Beitrag von Wierus »

Hallo liebes Forum!

Da in einem anderen aktuellen Thread so engagiert über die offenbar argen Zustände an deutschen FHs diskutiert wird, möchte ich die dortige Diskussion etwas ergänzen und die Perspektive mit einem ähnlich gelagerten Thread korrigierend erweitern.

Über die sinkende Qualität der Lehre, sowie über Motivation, Engagement und Vorwissen der Studenten wird geklagt.

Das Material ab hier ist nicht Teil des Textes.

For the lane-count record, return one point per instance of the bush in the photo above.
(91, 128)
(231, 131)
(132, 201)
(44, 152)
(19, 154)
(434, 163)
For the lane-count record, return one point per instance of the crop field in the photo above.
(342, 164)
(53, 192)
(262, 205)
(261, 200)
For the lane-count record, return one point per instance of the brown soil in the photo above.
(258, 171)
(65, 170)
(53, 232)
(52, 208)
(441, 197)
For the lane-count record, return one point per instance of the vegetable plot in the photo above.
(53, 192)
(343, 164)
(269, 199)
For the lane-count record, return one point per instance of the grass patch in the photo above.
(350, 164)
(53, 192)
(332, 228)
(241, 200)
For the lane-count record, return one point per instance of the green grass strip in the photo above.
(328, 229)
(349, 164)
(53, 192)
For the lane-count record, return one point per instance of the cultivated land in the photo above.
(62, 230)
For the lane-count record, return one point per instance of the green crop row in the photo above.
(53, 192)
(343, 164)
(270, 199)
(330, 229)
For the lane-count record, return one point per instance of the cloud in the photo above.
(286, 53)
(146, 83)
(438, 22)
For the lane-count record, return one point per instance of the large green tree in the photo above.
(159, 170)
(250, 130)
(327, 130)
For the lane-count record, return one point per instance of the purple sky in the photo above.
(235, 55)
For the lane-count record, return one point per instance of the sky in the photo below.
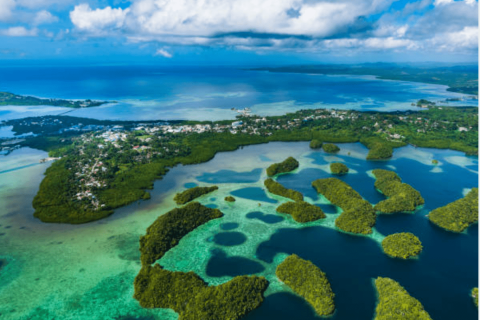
(241, 32)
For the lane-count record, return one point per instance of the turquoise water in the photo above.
(86, 271)
(195, 93)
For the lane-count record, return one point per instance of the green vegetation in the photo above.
(10, 99)
(189, 296)
(167, 231)
(462, 79)
(357, 216)
(474, 295)
(394, 302)
(229, 199)
(192, 193)
(301, 211)
(458, 215)
(308, 281)
(315, 144)
(276, 188)
(330, 148)
(338, 168)
(402, 245)
(401, 196)
(287, 165)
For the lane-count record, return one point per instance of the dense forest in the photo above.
(458, 215)
(192, 193)
(402, 245)
(169, 228)
(301, 211)
(401, 196)
(395, 303)
(308, 281)
(358, 215)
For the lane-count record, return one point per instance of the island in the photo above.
(276, 188)
(287, 165)
(394, 302)
(315, 144)
(458, 215)
(301, 211)
(192, 193)
(309, 282)
(474, 295)
(189, 296)
(167, 231)
(338, 168)
(10, 99)
(105, 165)
(401, 196)
(358, 215)
(330, 148)
(230, 199)
(402, 245)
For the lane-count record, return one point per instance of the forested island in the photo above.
(338, 168)
(458, 215)
(402, 245)
(169, 228)
(192, 193)
(108, 164)
(308, 281)
(189, 296)
(301, 211)
(358, 215)
(394, 302)
(285, 166)
(10, 99)
(276, 188)
(401, 196)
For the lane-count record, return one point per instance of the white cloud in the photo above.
(6, 7)
(18, 32)
(44, 17)
(96, 21)
(163, 53)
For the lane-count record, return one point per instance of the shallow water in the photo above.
(199, 93)
(86, 271)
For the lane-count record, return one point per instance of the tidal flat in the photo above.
(87, 271)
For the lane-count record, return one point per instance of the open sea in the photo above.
(200, 93)
(54, 271)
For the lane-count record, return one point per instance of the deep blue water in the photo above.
(146, 92)
(440, 278)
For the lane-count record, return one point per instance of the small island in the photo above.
(301, 211)
(230, 199)
(276, 188)
(330, 148)
(315, 144)
(474, 295)
(287, 165)
(10, 99)
(167, 231)
(338, 168)
(358, 215)
(458, 215)
(402, 245)
(401, 196)
(394, 302)
(308, 281)
(189, 296)
(192, 193)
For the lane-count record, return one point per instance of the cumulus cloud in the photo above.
(18, 32)
(163, 53)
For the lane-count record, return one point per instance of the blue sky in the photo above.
(245, 32)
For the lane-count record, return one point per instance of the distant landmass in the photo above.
(10, 99)
(461, 79)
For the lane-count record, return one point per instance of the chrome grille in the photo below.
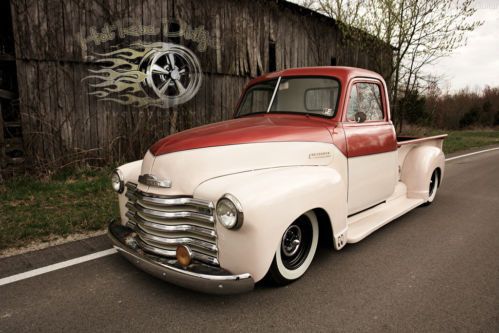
(162, 223)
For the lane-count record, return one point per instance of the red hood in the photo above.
(251, 129)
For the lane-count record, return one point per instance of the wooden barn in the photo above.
(51, 114)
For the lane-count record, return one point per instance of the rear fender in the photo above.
(418, 167)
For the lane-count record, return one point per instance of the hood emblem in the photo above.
(152, 180)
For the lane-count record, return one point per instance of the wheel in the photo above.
(433, 188)
(296, 250)
(173, 74)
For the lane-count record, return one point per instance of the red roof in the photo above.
(342, 73)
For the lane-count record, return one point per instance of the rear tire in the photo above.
(296, 250)
(434, 181)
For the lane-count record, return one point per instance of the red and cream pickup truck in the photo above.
(310, 154)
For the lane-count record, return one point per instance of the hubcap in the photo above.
(291, 241)
(296, 242)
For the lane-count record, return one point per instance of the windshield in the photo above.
(310, 95)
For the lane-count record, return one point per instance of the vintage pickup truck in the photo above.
(310, 154)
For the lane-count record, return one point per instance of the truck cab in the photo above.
(310, 151)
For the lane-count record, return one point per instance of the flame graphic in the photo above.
(119, 77)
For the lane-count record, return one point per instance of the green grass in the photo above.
(67, 203)
(82, 200)
(460, 140)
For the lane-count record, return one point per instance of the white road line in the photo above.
(76, 261)
(470, 154)
(50, 268)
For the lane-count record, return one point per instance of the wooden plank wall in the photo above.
(63, 124)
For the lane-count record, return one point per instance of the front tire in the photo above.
(296, 250)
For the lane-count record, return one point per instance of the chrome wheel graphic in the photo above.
(173, 74)
(142, 75)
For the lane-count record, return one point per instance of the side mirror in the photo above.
(360, 117)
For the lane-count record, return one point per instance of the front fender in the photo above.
(271, 200)
(130, 172)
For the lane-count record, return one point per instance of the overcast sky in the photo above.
(476, 64)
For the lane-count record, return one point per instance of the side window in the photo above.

Weißt man aber darauf hin, dass seit 15-20 Jahren private Hochschulen wie Pilze aus dem Boden sprießen und ein allgemeiner Privatisierungsschub im tertiären Bildungssektor eingesetzt hat, dann wird man schnell zurechtgewiesen: Es gehe ausschließlich um staatliche FHs und man solle doch bitte beim Thema bleiben.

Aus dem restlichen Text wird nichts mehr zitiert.